Proposal: Increase quota-backend-bytes default to 8GB #9771

jpbetz · 2018-05-24T17:04:37Z

Now that the bbolt freelist no longer persisted, we should consider increasing the etcd default storage limit to 8GB. We could potentially go higher, but this keeps the snapshot/restore operations to roughly 1 minute. We can always increase this further in future releases based on feedback.

Based on the data below:

etcd's size limit should never exceed the memory available to it. If running on a dedicated machine with, say 16GB of memory, etcd's storage limit needs to be less than 16GB, and with a healthy margin (4GB?)
Throughput and latency appear stable up to at least 16GB
snapshot and restore operation latency increases linearly up to at least 16GB
At 8GB, snapshot and restore take about 1 minute each (TODO: do we hit any thresholds here? Anything we should update to support 1 minute snapshots/restores?)

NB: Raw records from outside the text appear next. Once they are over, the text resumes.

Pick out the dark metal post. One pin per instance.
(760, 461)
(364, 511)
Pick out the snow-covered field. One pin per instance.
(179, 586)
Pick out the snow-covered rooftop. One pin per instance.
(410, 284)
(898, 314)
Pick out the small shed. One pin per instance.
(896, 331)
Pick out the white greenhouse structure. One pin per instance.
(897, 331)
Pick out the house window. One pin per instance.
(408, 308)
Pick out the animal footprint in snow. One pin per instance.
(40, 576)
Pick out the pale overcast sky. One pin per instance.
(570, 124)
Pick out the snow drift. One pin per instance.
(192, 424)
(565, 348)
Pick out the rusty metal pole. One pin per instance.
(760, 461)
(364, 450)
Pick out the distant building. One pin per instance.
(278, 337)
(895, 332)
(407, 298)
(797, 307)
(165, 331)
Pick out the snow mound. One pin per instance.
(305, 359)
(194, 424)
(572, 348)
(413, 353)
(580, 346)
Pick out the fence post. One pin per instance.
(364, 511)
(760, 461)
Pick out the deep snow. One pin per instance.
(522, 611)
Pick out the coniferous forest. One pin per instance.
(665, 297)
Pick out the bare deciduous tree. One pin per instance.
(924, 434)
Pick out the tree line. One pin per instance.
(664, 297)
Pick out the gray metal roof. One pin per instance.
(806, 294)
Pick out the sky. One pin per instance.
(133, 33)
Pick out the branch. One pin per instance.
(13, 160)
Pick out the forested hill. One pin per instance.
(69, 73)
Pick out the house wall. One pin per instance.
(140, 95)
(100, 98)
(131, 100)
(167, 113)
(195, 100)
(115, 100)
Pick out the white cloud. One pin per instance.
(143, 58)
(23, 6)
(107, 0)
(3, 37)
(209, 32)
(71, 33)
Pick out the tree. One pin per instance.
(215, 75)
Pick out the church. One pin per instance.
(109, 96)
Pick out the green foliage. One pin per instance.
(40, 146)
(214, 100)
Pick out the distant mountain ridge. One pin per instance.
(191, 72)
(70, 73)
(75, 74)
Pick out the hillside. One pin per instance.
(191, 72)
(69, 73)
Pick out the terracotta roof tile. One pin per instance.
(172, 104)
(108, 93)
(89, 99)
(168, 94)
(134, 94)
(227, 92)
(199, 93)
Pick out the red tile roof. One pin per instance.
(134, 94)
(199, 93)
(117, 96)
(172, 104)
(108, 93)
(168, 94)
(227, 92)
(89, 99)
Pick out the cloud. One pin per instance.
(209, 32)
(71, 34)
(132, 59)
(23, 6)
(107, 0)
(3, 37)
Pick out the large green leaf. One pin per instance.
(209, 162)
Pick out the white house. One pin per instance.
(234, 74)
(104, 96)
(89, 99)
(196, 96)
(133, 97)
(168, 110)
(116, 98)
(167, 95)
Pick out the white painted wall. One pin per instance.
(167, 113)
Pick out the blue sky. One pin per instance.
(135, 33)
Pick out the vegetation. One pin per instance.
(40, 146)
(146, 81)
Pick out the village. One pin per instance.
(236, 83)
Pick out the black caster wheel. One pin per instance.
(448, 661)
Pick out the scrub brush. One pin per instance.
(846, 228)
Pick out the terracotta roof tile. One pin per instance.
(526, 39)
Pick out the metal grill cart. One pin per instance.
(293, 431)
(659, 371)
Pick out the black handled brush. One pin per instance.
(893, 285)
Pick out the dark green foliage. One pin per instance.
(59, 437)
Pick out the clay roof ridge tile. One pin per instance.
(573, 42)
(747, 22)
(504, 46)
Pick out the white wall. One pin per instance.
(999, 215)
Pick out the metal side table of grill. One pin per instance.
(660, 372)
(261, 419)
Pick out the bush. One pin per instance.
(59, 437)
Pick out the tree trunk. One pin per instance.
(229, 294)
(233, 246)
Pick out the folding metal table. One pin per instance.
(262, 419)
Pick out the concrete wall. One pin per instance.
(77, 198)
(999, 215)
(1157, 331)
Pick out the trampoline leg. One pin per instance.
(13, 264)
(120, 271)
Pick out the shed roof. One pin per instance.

The benchmark constructed using the following flow:

Write 1KB values randomly to a fixed size keyspace of 100,000,000
Start with a 15s compaction interval, each time the compaction interval is exceeded, continue to write for 1 minute, then increase the compaction interval by 15s
At each GB of DB file size growth, perform an snapshot followed by a restore

Debian/linux 4.9.0-amd64
6 core - Intel(R) Xeon(R) @ 3.60GHz
64 GB memory (4x 16GiB DIMM DDR4 2400 MHz)
HDD

cc @gyuho @wenjiaswe

gyuho · 2018-05-24T17:06:43Z

Interesting. How did we measure restore latencies?

xiang90 · 2018-05-24T17:16:11Z

What is your memory size? When dB size grows beyond the memory size, the perf will decrease significantly

xiang90 · 2018-05-24T17:17:07Z

A more interesting test is how etcd performs when the free list contains a lot of pages and the write size is small.

jpbetz · 2018-05-24T17:17:48Z

For restore latency, we measured how long bin/etcdctl snapshot restore snap.out took. This is for a single member cluster, I'd like to do a 3 member cluster next. For that one I'm thinking of stopping a single member, nuking it's DB, starting it again. To get the timing for the 3 member case I guess I'll need to poll either the endpoint status or the cluster-health?

jpbetz · 2018-05-24T17:21:22Z

@xiang90 Good idea. I'll try a test where we do a bunch of puts/deletes with small objects and see what happens at the bbolt layer when we're allocating against a large freelist with high fragmentation.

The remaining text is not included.